Прокоп заметил грусть у Ткачука, но истолковал по-своему:
– Слышал, ты вдовый… Дети есть?
– Есть… Веронця. И внуков имею.
– Это хорошо – внуки.
– А-а, бесенята… – отмахнулся Ткачук. Ему не хотелось расспросов, за кого Веронця вышла, сказать-то нечего, и он перевел разговор:
– Работаешь там? – Ткачук еще раньше отметил в уме, что пальцы у Прокопа почти без ногтей, будто в копоти.
– Мало уже. Сын пускай работает. Я – как это сказать – пензия.
Ткачук осклабился.
– Мне ее тоже приносят.

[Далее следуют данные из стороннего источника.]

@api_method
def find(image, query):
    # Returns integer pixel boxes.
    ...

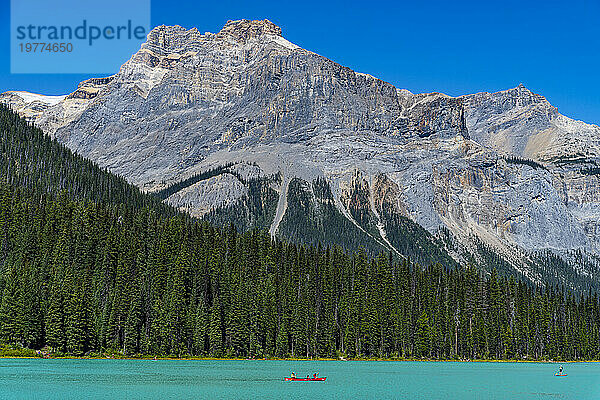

А сейчас в бригаду взяли, гребли строить. Вода ломает, а мы строим. Слава Богу, работа есть. Еще бывает, рыбку продам. Жить можно. Тебе ее хватает?
– Кого?
– Пенсии, – кого!
– Вроде хватает. Много ли нам, старым, надо?
– Как сказать, оно, конечно… твоя правда.
Ткачук набил рот горячей барабулей, чтоб не было соблазна спорить с гостем. Но про себя решил, что, может, у них там климат к старикам добрый, оттого мало нужно. А здесь другая погода, здесь, куда ни ткнись, ого-го сколько… В первый черед, к зиме брикет купить, потом – рулон толи на стайню, и солонины пару кило – тоже деньги немалые, И в окно шибку вставить, лопнула, зараза, и гас для лампы не дают даром, все – надо. Как ни трудайся, латай не латай, а прорехи светят! Ошибаешься, Прокопе: старым куда тяжелей, как молодым. Весь день в бригаде довбней маши, а дома огород ждет: полоть время. И сеть порвалась, и вершу плести надо – рыба сама на берег не скачет, тут тебе не Австралия…
– А рыба в Австралии водится?
Прокоп подтвердил: море там богатое, рыбы – навалом. Но на вопрос, чем он ловит, Прокоп ответил с сожалением, что ловить не довелось. Всякую работу делал, всего перепробовал, но рыбу… нет, не занимался.
Родичи за столом уже прикончили вторую бутылку. В меру разгоряченные градусом и закуской, они вели меж собой разговор вполсилы, еще уважительно прислушиваясь к словам Прокопа. Только Михайло заносчиво рассмеялся:
– Нашему Прокопу нет нужды простоволок таскать. Для него другие ловят.
– Можно и так, – уступил Ткачук. И добавил, чтоб отстоять рыбачье ремесло: – Но если сам не ловишь – плати гроши.
Михайло от радости пучеглаз, щеки свекольные.
– Вуйко Тодор, слухай сюда: у Прокопа магазин! Холодильники продает. Ясно?
Старательно разгрызая хрящ, Ткачук согласился, что торговля – верное дело, всегда есть прикорм, главное – в тюрьму не сесть… У нас, к примеру, кто сельмагом заведовал, ни один не ушел подобру, каждого уводили. Конечно, за границей порядок иной, хозяин в кулаке держит, много не наворуешь…
– Оцкнитесь, вуйко! У кого воровать? Прокоп и есть хозяин! Свой магазин у него, собственный!
– Но?!
– Сел в гомно!
Ткачук пропустил мимо ушей Михайлин глум. Все внимание на Прокопа.
– А говорил – пенсия…
– Что поделаешь, Тодор, пора на пензию… Сын бизнес ведет. Сейчас у меня жизнь – как сказать – для себя.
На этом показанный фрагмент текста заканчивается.